Other methods tie dollar cost to the point cost of the advantages a piece of gear provides. The advantages granted by a commando battlesuit come to roughly 890 points: Detect (Radar and Radio, Reflexive, +40%) [14]; Doesn't Breathe [20]; DR 75 [375]; DR 30 (Skull and torso only, -5%) [143]; Hyperspectral Vision [25]; Obscure 6 (Infrared; Defensive, +50%; Stealthy, +100%; Always On, -50%) [24]; Obscure 6 (Radar; Defensive, +50%; Stealthy, +100%; Always On, -50%) [24]; Pressure Support 2 [10]; Radiation Tolerance (10) [15]; ST without HP +15 [120]; Super Jump 2 [20]; Telescopic Vision 1 [5]; Temperature Tolerance 90 [90]; Vacuum Support [5].

Once you have a point cost, one approach is to treat the item as a metatronic generator (Pyramid #3/46: Weird Science). The size categories for metatronic generators of course often don't exactly match real gear. It's up to the GM whether to go with "closest size" or "smaller and therefore more expensive". Using the latter approach, the commando battlesuit would cost $178,000, which somewhat to my surprise is cheaper than in the standard system. $1,780,000, which feels more balanced if PCs are buying as signature gear, and even feels right in terms of balance vs. paying cash for a military vehicle.
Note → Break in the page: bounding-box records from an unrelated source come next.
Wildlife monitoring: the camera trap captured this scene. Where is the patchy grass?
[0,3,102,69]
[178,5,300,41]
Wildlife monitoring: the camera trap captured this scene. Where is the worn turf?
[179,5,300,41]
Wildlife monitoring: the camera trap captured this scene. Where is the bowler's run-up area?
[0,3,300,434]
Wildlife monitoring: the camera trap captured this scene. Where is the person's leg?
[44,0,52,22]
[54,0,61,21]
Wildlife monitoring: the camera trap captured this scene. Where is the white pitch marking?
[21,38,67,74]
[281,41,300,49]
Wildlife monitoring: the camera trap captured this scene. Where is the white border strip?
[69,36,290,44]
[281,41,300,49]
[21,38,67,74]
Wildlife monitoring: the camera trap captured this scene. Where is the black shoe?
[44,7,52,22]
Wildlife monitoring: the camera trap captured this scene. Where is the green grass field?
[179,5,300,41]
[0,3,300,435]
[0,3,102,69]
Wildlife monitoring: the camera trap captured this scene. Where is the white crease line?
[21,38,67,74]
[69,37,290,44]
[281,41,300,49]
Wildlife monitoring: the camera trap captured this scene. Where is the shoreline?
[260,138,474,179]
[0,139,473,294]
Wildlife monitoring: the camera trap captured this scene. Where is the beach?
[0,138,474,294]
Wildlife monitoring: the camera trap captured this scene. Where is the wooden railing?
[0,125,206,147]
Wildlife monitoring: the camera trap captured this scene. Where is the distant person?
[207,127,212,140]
I had an idea for a third approach: model the pricing on that of enchanted sorcerous items (specifically ones built with weapon buffs) using the rules GURPS Thaumatology: Sorcery. To get EP, you can use 10 + granted advantage value (as if the advantages were granted via an Affliction with no modifiers other than Advantage). This yields prices lower than metatronic generator prices for advantages only worth a few points, but can get very expensive for powerful items because of the "objects of value" rule. In the case of the commando battlesuit, it would have 810 EP, the cost is beyond prohibitive: $4 * 10^29, beyond the price range of the wealthiest real-world governments. This might be a feature if the GM wants the PCs to have free access to laser pistols while effectively prohibiting potentially game-breaking gear. As an aside, if you cheat a bit and price each function of a multi-function item separately, you can get a price for the commando battlesuit of "only" a few trillion dollars.
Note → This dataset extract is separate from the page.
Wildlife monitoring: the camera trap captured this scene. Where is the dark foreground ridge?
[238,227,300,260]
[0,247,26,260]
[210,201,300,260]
I honestly don't know which approach is best. Approaches that tie price to point cost seem appropriate for superhero games, but both metatronic generators and my quasi-sorcery system often seem to produce wonky costs. Advice from people who can speak with experience on this would be appreciated.

Last edited by Michael Thayne; 01-03-2019 at 11:27 AM. Reason: Dropped a zero in the metatronic generator cost calculation.
Michael Thayne is offline   Reply With Quote
Old 01-03-2019, 06:33 AM   #2
AlexanderHowl
 
Join Date: Feb 2016
Default Re: Methods of pricing higher-TL gear.
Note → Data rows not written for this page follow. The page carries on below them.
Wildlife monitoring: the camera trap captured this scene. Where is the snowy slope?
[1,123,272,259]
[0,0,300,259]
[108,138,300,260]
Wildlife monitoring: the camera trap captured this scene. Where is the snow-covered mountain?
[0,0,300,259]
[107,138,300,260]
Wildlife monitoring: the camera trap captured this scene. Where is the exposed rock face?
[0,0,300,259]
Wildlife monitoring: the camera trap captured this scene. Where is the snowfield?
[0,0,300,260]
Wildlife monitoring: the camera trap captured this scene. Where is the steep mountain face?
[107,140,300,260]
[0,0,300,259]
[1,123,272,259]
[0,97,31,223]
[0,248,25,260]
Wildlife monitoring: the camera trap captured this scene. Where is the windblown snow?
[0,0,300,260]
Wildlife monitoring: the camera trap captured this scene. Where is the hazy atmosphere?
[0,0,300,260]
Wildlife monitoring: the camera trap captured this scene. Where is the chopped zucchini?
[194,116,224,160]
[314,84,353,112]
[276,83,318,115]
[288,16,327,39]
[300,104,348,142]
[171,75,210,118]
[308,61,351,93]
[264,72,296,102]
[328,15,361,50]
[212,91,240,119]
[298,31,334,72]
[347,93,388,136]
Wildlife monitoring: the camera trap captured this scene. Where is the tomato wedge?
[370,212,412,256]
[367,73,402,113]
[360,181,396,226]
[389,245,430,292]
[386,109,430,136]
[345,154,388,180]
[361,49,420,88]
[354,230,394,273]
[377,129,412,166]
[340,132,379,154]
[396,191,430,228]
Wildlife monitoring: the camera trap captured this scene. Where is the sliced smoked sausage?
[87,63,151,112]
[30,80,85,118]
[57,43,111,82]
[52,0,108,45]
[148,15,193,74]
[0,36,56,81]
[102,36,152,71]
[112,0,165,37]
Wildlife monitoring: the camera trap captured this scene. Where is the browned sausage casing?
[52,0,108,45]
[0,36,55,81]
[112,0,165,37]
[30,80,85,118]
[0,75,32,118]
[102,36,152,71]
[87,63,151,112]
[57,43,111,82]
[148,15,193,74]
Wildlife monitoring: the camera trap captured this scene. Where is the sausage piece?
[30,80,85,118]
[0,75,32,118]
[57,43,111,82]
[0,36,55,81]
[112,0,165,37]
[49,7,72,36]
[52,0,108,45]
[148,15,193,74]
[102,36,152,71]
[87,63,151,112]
I generally think that an additive doubling scheme works best (2× for +1 TL, 6× for +2 TL, 14× for +3 TL, 30x for +4 TL, etc.) when combined with a requirement that higher TL equipment must be purchased as Signature Gear (with disposable equipment like ammunition being purchased at 5× normal cost if characters have the ability to replace them every session). In that case, a TL10 Commando Battlesuit with the associated helmet and other various bells and whistles would cost a TL8 hero 60 CP ($600,000 worth of Signature Gear at TL8). This presumes that the TL8 hero can recharge the power cells with TL8 tech, otherwise add another 1 CP for the each E-cell that is replaced every session. They would also need Gadgeteer or a relevant UB.
AlexanderHowl is offline   Reply With Quote
Old 01-03-2019, 06:59 AM   #3
Rupert
 
Rupert's Avatar
 
Join Date: Aug 2004
Location: Wellington, NZ
Default Re: Methods of pricing higher-TL gear.

I'm not a fan of requiring Signature Gear for this. For one thing, it's actually cheaper than Wealth until Very Wealthy, and if characters are otherwise limited to 20% of starting wealth for adventuring kit it takes Multimillionaire 1 to make Wealth worthwhile. As making Wealth advantages worth having is tricky already, and Signature Gear grants very strong plot protection to the gear, I think that's incentivising the wrong purchase. Also, Signature Gear locks the character into a particular 'build', because it's really a way of making gear into a fixed ability of the character, and unlike normal gear your lose points when you trade it for other gear.

Combined with your increased costs for high TL gear you reduce the value of the High TL advantage, as well as Wealth, and weld high TL characters to their gear. This might be fine in a supers or one of those anime-style mecha games where the heroes stumbled onto their suits, but I don't like it as a generic set of house rules. I presume Your Mileage Varies.
__________________
Rupert Boleyn

"A pessimist is an optimist with a sense of history."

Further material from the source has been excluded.